Slides: https://dpmd.ai/policygradient
Full video lecture series: https://dpmd.ai/DeepMindxUCL21
I agree that the random variable G_t depends on A_t, but when we are doing an expectance and integrating over g_t and a_t, arent these simply scalars/vectors we are integrating over with no dependence between them, whereas p(g_t, a_t, s_t) is what actually describes the dependence between G_t and A_t?
Just as, even if X and Y depend on eachother, we still have expectance E[XY] = \int dx dy p(x, y) xy = \int dx dy p(x) p(y|x) xy, with p(y|x) describing the dependence between X and Y, but x and y themselves are just scalars and dont have a dependence on eachother?

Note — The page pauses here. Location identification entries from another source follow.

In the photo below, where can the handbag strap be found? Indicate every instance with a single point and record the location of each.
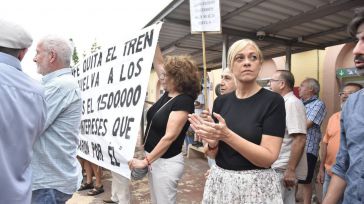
(151, 121)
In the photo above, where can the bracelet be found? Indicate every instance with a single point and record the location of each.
(148, 162)
(146, 158)
(212, 148)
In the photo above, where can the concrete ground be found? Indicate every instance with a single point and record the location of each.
(190, 187)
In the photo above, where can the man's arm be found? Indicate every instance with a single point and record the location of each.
(336, 190)
(158, 62)
(321, 174)
(298, 145)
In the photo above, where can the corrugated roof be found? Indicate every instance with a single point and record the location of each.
(299, 24)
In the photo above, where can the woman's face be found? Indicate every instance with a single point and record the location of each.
(166, 82)
(246, 65)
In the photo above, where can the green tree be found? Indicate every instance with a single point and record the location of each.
(75, 58)
(95, 47)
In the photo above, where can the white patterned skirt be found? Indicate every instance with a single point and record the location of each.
(248, 186)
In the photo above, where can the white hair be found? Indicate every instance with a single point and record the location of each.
(61, 46)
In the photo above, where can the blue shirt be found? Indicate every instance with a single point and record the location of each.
(22, 119)
(54, 164)
(315, 112)
(350, 158)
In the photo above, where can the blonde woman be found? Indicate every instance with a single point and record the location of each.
(246, 134)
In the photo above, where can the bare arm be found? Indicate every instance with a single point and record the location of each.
(262, 155)
(176, 121)
(321, 174)
(336, 190)
(158, 62)
(309, 124)
(175, 124)
(298, 145)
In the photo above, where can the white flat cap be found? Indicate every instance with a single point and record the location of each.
(14, 36)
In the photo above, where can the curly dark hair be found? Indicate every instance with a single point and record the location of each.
(356, 21)
(183, 70)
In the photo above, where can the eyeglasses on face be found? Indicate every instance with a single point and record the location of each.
(346, 93)
(273, 80)
(162, 76)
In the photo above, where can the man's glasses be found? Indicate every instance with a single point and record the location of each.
(273, 80)
(162, 76)
(345, 93)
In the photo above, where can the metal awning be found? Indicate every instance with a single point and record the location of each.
(290, 26)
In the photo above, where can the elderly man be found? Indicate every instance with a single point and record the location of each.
(291, 163)
(331, 140)
(57, 173)
(315, 113)
(22, 115)
(348, 175)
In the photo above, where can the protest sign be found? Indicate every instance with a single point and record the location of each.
(205, 16)
(113, 83)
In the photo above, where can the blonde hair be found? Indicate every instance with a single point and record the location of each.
(239, 46)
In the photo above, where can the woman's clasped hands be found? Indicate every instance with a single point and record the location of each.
(205, 127)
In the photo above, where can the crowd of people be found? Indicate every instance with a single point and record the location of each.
(263, 142)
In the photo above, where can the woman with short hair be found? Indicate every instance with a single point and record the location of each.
(246, 134)
(166, 128)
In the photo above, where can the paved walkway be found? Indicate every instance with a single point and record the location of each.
(190, 188)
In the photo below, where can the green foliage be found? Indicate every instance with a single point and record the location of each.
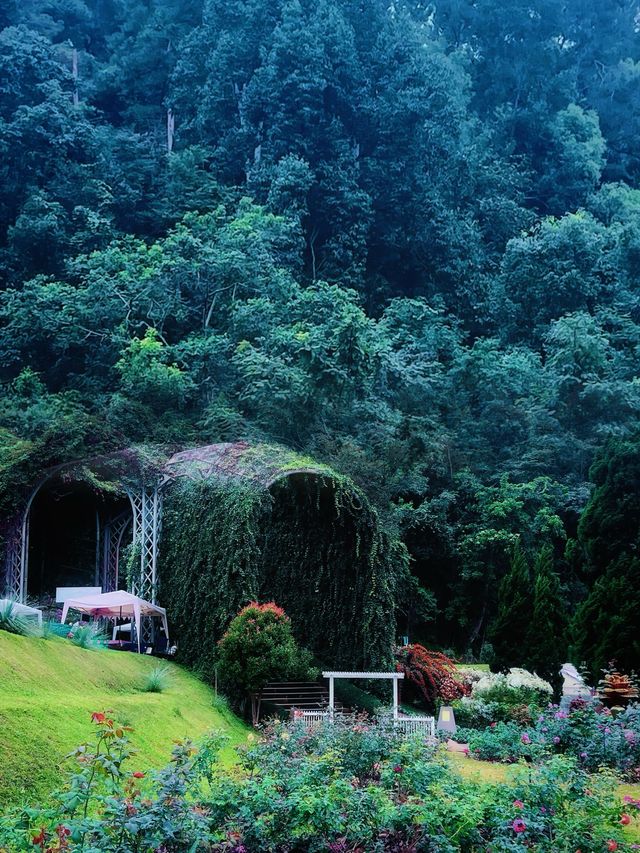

Yes that's true. If you're conditioning on the probability of g_t already, then g_t itself is just a value, so my bad there. The point is essentially the same, though: g_t depends on a_t, so you cannot separate the probabilities like that, as @bitter kettle implied already. You would need to write p(g_t|a_t, s_t), and then you can't do the inner integral anymore.
Hmm ok so when factorizing (as in attached) as p(g_t, a_t, s_t) = p(g_t, s_t) p(a_t|g_t, s_t) we actually have that generally p(a_t|g_t, s_t) \approx p(a_t|s_t) rather than equality, and this subtle approximation is what determines whether it is 0 or not? But in the case of a deterministic policy where there is no uncertainty on a_t given s_t, then we do indeed have equality p(a_t|g_t, s_t) = p(a_t|s_t), then giving 0, because the conditioning on g_t is redundant as all information about a_t is stored in s_t.
So this implies: if one uses a deterministic policy (s_t \mapsto a_t without any stochastic sampling, so g_t holds no relevant information), then the policy gradient is 0? This seems weird.
I don't see how you can state it to be approximately equal in general. Knowing g_t might give you a lot of information about a_t and vice versa, which completely warps the probabilities.
If it's a deterministic policy, you could still have a stochastic g_t, but if you assume a bijection between a_t and g_t, you still can't say that g_t is fully described by s_t, because a_t is not actually solely described by s_t. Pi_theta is actually p(a_t|s_t, theta). If theta was constant, then yes, your conclusion would hold, but theta being constant already implies that the gradient is 0.
So you can't just get rid of g_t's dependency on a_t, which means you can't do the inner integral without it.